McGuckin’s substantial notes, are a particularly valuable feature of this volume. Whether explicating “a dense set of allusions” by Gregory of Nyssa or explaining Theodoret’s deviation from the prevailing semantic rules guiding the use of the term hypostasis, McGuckin’s expertise guides us through the deliberations of the Fathers. We observe the great doctrines of the faith slowly take shape as the Fathers write their treatises, letters, commentaries and sermons. Or to try a contemporary angle—it is as if we are reading the theological blogs of the Fathers as they daily wrestle with expressing facets of the glory of Christ.
If I were teaching Christology to seminarians, I would put this volume on my required reading list without hesitation. But I can hear the criticism already: “It would be much better for students to read complete texts of the fathers.” Sure. And it would be much better if their teacher were to read them entirely in the original languages. But life is short, and shorter still is a quarter or semester. This is a valuable patristic reader in Christology that will richly inform the minds of the broad middle, taking them to a new level, and beckon the minds of your best students to go deeper.
In McGuckin’s Conclusion he reflects back on the course of the book:
Often patristic theology has been caricatured as some form of lapse from the higher standard of the biblical age that preceded it. The thought of the Fathers is supposed, by some, to represent dogmatizing at its worst: wrangles of venal bishops, summons to the secular arm to enforce orthodoxy when reasonable debate has failed and cartloads of obscure philosophy and semantics muddying the clear streams of the Scriptures. This is, perhaps, a widespread sentiment, though few, when asked, can ever confess to having read much of the Fathers . . . . The reader of this volume will have seen what a vacuous cliché such a view of patristic decline represents. If any single fact emerges from this collection of sources on the early church’s understanding of Jesus, it must surely be that the Christians of the first five centuries were so deeply rooted in Scriptures that they could not conceive any theological formulation of the faith that was not, demonstrably and primarily, rooted in, based on and inspired by the evangelical account, as that was read through the illustrative lenses of the Law, the Prophets and the Psalms. (p. 179)

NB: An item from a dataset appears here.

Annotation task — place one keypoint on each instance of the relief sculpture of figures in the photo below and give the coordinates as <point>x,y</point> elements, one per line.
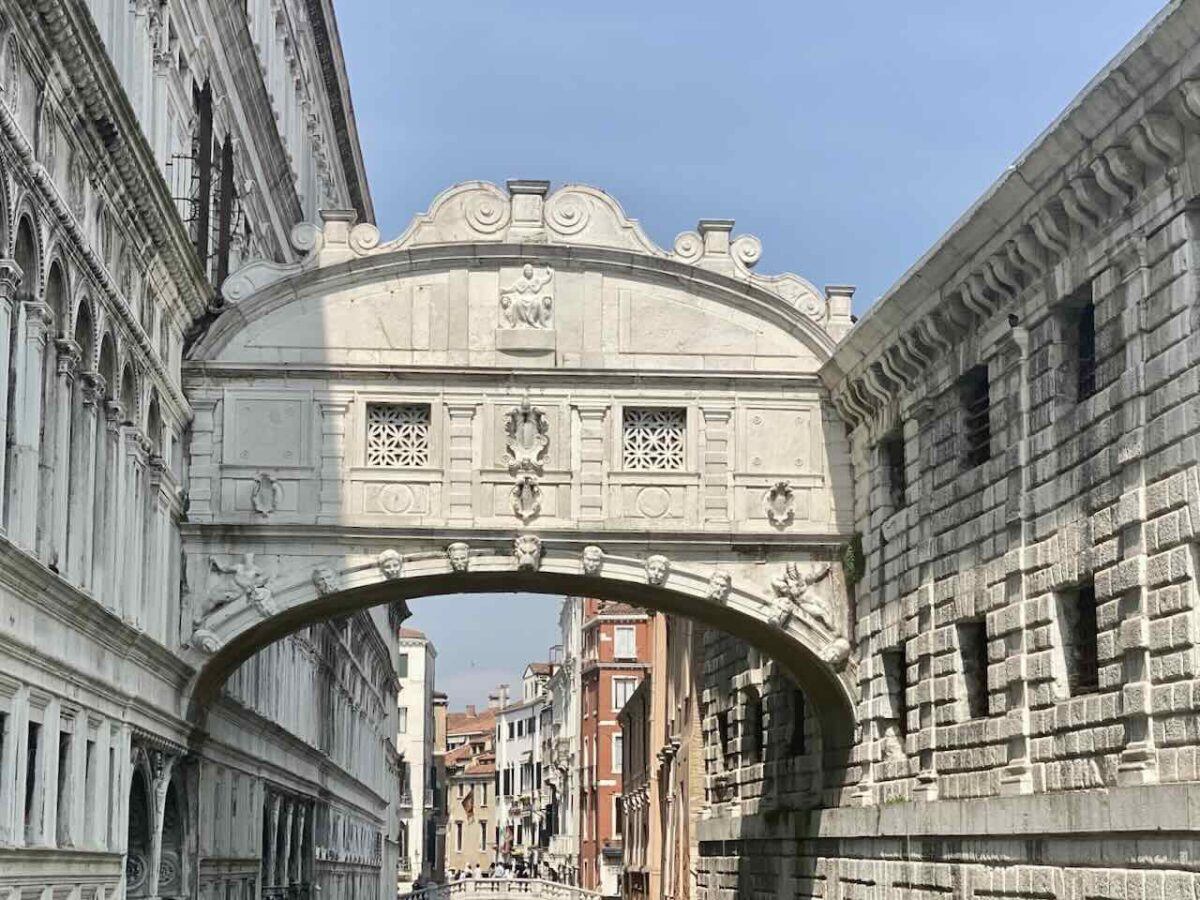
<point>528,303</point>
<point>793,593</point>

Then, speaking of the “profound character of pastoral guidance that illumines all this deep theological argument” in the fathers, McGuckin comments:
Bloviation, the abstraction of hot air in immense measures, is not peculiar to theologians, one presumes. But theologians have been guilty of more of it than most other professions of late. There is, in these patristic citations, a recurring current of pastoral practicality. What they want to know is, how do these saving truths help the faithful to remain faithful? How is theology connected with the real life of the church and with the real prayer life and real temptations of those who continue to profess Jesus as their Lord? How does it all lead us into a new standard of life that itself represents compassion to others? This is authentic theology. It speaks to the heart as well as the mind. It is intellectually elevated and spiritually illuminating all at the same time.
It gives us a gold standard of what Christian reflection can be. The gleam of gold endures, even through the sometimes dreary shroud of translation, and the necessary dust of the ages lying between us and them. For these reasons it has been a labor of love to present this literature yet again. Collected together, and multiplied by five as we proceed through the other volumes devoted to the Nicene Creed in this series, we will find no less than a magnificent monument to the apostolic faith. This is the heart of what the writer of 1 Timothy spoke about: “The church of the living God, the pillar and bulwark of the truth.” (p. 181)
No bloviation here. Just gleams of pure gold.